ESPN XP Report: Out-of-Home, Multiplatform Consumers Boost ESPN World Cup Audience to 4.7 Million

ESPN’s coverage of the 2010 FIFA World Cup was an unquestionable hit among U.S. viewers, averaging 3.261 million viewers per match on ESPN, ESPN2, and ABC and finishing as the most-viewed World Cup on English-language TV ever. However, when out-of-home TV viewing and use of other platforms are included, the average consumption skyrockets to 4.7 million, according to a new report from ESPN’s new research initiative, ESPN XP.

Factoring in Out-of-Home, Non-TV Viewers
The report states that out-of-home viewing and use of non-TV platforms added 46% to the daily World Cup average TV audience. Out-of-home TV viewing would lift TV ratings by 14%, and use of non-TV platforms would have added another 32%. ABC’s coverage of the Netherlands-Spain final attracted an average audience of 15.5 million viewers, making it the most-watched Men’s World Cup telecast ever. That number jumps to 18.1 million when a 17% boost from out-of-home/non-TV viewers is factored in.

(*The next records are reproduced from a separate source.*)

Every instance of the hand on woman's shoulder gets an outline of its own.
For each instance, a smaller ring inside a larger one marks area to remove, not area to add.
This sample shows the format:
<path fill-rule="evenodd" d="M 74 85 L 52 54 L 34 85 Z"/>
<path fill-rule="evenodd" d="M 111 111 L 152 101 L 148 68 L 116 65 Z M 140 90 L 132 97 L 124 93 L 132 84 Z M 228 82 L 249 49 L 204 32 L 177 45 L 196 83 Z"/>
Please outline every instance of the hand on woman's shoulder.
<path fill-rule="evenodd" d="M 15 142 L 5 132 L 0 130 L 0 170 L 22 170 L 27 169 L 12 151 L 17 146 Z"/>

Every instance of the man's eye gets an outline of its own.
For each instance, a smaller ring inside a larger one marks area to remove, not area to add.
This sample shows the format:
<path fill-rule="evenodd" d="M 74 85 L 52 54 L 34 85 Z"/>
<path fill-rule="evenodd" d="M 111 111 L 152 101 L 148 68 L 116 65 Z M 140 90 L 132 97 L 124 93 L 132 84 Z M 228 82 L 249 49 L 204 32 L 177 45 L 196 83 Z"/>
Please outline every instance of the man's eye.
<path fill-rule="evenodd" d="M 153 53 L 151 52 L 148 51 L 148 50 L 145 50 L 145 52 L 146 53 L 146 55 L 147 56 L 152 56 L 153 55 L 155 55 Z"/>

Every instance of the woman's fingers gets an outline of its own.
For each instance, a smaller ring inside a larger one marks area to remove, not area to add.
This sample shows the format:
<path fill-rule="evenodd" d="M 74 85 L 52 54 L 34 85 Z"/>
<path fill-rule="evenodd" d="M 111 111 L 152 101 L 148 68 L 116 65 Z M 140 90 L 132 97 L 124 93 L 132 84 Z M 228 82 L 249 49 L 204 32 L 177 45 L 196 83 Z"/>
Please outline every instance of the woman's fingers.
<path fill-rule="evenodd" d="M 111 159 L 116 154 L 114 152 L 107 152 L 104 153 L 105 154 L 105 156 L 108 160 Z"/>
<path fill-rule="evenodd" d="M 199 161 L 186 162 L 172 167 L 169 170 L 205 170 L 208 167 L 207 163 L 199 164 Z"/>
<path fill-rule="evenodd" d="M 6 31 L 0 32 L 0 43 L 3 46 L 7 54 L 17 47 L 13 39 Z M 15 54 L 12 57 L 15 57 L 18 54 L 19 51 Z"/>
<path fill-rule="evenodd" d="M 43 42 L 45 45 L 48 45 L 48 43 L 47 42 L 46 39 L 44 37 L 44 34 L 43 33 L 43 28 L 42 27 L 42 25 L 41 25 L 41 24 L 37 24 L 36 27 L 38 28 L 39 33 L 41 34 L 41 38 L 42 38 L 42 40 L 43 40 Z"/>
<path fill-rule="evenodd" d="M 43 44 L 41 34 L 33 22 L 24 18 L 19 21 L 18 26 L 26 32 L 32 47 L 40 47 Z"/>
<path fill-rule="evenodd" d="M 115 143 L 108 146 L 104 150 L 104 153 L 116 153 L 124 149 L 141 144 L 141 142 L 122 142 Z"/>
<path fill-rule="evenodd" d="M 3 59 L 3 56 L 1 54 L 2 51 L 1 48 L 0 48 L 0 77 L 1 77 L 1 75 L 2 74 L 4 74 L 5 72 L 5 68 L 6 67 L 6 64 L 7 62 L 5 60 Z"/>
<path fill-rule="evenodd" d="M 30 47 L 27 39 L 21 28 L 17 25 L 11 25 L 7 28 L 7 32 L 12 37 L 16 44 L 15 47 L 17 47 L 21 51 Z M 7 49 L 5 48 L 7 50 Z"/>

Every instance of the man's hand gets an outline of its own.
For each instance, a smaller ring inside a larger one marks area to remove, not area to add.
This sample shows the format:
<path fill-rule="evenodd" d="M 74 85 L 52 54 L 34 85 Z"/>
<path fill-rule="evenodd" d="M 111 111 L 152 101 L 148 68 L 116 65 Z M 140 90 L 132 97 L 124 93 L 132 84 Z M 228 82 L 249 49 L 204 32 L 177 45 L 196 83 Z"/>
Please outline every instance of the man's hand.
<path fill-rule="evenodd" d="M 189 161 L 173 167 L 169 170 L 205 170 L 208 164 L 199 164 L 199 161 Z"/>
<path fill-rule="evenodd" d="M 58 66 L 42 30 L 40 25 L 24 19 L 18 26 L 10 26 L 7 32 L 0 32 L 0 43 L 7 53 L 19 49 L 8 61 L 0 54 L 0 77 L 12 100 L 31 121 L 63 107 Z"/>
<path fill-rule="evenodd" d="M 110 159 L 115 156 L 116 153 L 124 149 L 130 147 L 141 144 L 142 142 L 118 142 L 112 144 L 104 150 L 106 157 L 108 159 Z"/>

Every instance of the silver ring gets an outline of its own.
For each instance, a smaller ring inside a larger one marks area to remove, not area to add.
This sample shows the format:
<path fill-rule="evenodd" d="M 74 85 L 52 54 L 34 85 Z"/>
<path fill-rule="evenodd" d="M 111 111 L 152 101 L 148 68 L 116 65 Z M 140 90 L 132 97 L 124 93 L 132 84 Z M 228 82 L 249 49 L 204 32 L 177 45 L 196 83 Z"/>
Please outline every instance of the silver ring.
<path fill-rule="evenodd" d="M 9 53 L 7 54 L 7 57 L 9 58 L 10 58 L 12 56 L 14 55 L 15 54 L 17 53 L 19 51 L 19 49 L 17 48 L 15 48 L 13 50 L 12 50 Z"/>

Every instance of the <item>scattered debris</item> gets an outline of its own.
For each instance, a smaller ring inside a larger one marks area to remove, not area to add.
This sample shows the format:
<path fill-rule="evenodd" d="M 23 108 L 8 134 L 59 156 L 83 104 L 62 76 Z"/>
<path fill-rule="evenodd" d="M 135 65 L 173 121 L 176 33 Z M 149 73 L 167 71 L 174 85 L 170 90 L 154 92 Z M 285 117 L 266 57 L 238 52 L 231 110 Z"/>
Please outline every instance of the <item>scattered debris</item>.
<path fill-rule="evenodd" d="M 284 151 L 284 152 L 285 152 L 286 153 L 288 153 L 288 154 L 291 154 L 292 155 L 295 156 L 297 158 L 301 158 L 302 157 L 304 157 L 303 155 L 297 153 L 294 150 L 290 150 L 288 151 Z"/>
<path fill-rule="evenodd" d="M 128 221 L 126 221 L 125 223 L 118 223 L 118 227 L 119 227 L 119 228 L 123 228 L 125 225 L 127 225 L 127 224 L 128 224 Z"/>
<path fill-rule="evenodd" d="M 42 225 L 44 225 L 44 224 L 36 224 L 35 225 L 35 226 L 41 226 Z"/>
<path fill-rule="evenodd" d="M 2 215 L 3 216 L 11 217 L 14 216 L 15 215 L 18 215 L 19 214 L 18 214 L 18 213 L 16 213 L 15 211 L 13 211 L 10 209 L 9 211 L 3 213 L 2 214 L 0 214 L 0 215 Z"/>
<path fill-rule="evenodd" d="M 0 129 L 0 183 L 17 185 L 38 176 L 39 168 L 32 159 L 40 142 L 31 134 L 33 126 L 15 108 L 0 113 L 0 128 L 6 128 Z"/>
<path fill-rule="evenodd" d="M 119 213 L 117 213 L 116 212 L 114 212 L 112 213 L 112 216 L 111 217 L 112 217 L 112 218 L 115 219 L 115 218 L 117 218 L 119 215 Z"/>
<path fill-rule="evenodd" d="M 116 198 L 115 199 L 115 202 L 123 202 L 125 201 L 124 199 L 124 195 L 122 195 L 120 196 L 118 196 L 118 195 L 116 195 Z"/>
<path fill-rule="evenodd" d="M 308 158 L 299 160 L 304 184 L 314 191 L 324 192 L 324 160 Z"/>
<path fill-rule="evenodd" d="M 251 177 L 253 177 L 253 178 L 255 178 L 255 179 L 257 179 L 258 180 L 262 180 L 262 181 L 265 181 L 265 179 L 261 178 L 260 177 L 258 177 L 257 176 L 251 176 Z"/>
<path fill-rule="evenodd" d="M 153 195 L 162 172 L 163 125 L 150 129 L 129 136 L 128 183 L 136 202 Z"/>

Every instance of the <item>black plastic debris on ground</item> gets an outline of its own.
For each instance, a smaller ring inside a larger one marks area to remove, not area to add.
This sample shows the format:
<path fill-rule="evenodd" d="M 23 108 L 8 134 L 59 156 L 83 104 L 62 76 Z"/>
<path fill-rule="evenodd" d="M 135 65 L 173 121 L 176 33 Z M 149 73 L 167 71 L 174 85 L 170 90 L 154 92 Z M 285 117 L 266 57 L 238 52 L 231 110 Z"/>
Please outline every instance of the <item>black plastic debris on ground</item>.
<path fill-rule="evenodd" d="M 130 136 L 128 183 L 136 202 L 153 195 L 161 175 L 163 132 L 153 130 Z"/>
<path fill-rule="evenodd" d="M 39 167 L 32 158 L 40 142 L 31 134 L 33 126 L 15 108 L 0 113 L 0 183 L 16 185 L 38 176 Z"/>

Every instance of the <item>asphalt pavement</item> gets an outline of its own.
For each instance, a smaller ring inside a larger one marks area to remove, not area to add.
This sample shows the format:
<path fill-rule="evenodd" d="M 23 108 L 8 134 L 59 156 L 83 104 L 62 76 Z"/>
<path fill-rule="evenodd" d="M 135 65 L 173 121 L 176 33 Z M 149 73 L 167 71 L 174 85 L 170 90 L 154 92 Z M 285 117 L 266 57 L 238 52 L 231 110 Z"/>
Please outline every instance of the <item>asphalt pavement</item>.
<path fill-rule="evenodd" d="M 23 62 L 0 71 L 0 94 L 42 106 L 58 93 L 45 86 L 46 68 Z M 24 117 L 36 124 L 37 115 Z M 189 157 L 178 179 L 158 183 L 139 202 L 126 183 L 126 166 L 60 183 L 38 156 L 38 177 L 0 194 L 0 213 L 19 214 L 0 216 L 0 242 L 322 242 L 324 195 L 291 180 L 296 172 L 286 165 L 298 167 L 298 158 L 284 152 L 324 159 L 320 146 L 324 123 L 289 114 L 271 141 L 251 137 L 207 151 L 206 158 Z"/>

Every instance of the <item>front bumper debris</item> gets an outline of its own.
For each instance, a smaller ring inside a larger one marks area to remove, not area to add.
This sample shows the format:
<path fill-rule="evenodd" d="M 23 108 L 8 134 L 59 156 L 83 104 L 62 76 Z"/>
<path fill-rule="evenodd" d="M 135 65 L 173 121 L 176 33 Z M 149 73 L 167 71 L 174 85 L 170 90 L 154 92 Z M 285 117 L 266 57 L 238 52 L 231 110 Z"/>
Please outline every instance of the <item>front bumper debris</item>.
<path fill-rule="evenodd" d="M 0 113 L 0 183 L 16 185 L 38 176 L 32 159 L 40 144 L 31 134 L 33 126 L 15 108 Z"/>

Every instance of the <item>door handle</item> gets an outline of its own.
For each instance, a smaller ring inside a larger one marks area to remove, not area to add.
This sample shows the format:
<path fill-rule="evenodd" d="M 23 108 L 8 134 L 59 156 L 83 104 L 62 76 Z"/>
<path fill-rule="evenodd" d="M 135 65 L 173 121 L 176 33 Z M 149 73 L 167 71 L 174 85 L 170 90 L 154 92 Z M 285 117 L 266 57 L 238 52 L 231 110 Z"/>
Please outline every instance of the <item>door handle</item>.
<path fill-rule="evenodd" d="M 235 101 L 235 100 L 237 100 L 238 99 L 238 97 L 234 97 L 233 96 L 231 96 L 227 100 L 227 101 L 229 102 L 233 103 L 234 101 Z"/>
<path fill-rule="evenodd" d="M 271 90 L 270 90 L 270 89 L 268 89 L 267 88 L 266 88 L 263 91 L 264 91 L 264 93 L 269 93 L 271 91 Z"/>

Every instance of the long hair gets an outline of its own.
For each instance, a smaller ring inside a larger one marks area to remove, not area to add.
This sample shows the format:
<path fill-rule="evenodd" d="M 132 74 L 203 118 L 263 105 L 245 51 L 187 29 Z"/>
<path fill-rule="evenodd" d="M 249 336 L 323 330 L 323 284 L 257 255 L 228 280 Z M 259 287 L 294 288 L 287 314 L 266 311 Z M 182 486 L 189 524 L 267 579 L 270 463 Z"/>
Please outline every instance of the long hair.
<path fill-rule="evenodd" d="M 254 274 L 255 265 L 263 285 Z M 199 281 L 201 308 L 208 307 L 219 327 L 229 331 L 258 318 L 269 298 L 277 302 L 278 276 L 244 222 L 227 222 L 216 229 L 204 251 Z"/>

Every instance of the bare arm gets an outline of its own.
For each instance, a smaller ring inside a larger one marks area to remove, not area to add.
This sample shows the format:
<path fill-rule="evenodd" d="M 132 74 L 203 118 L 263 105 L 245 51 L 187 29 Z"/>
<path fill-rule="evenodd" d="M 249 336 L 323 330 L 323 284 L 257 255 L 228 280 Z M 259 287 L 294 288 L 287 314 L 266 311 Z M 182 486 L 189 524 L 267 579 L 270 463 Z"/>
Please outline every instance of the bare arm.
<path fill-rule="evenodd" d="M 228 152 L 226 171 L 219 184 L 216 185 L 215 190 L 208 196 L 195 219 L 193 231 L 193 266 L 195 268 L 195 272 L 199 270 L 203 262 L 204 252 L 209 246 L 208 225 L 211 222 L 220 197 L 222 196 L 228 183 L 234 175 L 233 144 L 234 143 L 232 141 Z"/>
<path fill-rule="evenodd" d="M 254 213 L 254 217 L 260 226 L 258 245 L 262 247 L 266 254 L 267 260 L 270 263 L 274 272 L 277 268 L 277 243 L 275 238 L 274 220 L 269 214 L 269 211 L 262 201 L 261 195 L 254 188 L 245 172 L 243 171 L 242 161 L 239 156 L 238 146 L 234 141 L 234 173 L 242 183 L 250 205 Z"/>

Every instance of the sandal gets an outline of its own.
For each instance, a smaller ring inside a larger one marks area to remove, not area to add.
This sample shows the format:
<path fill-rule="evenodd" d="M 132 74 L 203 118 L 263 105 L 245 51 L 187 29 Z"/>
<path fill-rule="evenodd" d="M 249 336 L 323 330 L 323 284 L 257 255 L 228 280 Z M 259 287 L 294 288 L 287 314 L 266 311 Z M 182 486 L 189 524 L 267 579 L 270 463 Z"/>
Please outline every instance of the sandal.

ESPN estimates that 55% of all Americans, or 160.5 million total viewers, consumed World Cup content across ESPN platforms (TV, radio, Internet, mobile, magazine).

When broken down by platform, 90% of users watched ESPN content on TV, 27% used the Internet, 11% listened to radio, 6% used mobile, and 2% read ESPN the Magazine.

Males, Young Viewers Stray To Multiple Platforms
On the average day, 26% of consumers who watched World Cup content on ESPN were multiplatform consumers (TV and some other platform). Although these consumers accounted for 26% of total users, they represented 47% of the total use of World Cup content.

This group was also made up of heavier users, spending an average 3 hours 29 minutes consuming World Cup content and 2 hours 24 minutes of that watching on TV, compared with 1 hour 24 minutes for the TV-only viewer.

Multiplatform consumers were more likely to be younger and male. About 30% of males and 35% of people 21-34 were multiplatform users (vs. 26% of users on average). Among the oldest group (persons 50-64), just 14% were multiplatform consumers.

Trends Across the Country
World Cup consumers showed different patterns of use across the country. The markets logging the highest ratings were Miami, New York, Washington, San Diego, and San Francisco

West Coast TV viewers had nearly twice as much time-shifted viewing as those on the East Coast (12.5% vs. 6.4%). However, East Coast viewers were more likely to watch TV in out-of-home locations than West Coast viewers. This viewing would lift TV ratings by 11.6% on the West Coast but 16.6% on the East Coast.

Much of this is a result of the fact that East Coast viewers were at work when two of the three weekday matches were played and sought out-of-home alternatives, while West Coast viewers weren’t up when the matches started and had to time-shift them.

In addition, ESPN World Cup consumers on the West Coast were more likely to use non-TV platforms. Use of these media during dayparts when matches were aired would add 42% to the average audience on the West Coast and 29% on the East Coast.

Out-of-Home Numbers
Each platform had a different pattern of out-of-home usage. Radio had the greatest proportion of out-of-home usage, accounting for more than half (54%) of radio listening. More than a quarter of Internet and mobile usage was out-of-home. The platforms with the biggest percent of in-home usage were TV (88%) and magazine (81%).

As a whole, 41% of ESPN World Cup out-of-home consumption was done at work, 18% in a bar or restaurant, 17% in a car, and 24% in other locations. Internet out-of-home consumption strongly favored usage at work (72%).

Although about the same proportion of Internet and mobile consumption was out-of-home, the locations of mobile use were different: 47% was done at work, and 29% was done in a bar, restaurant, or car, and just 9% on the Internet.

What is ESPN XP?
The 2010 FIFA World Cup marked the first outing for ESPN XP, a research initiative to study consumer behavior around major sporting events. The research collective, which comprises 15 companies as well as the Wharton Interactive Media Initiative, attempts to measure media usage and advertiser effects across all media platforms: TV, radio, Internet, mobile, and print. Data from ESPN XP’s 15 data suppliers continues to be gathered and analyzed for a final report to be presented this fall.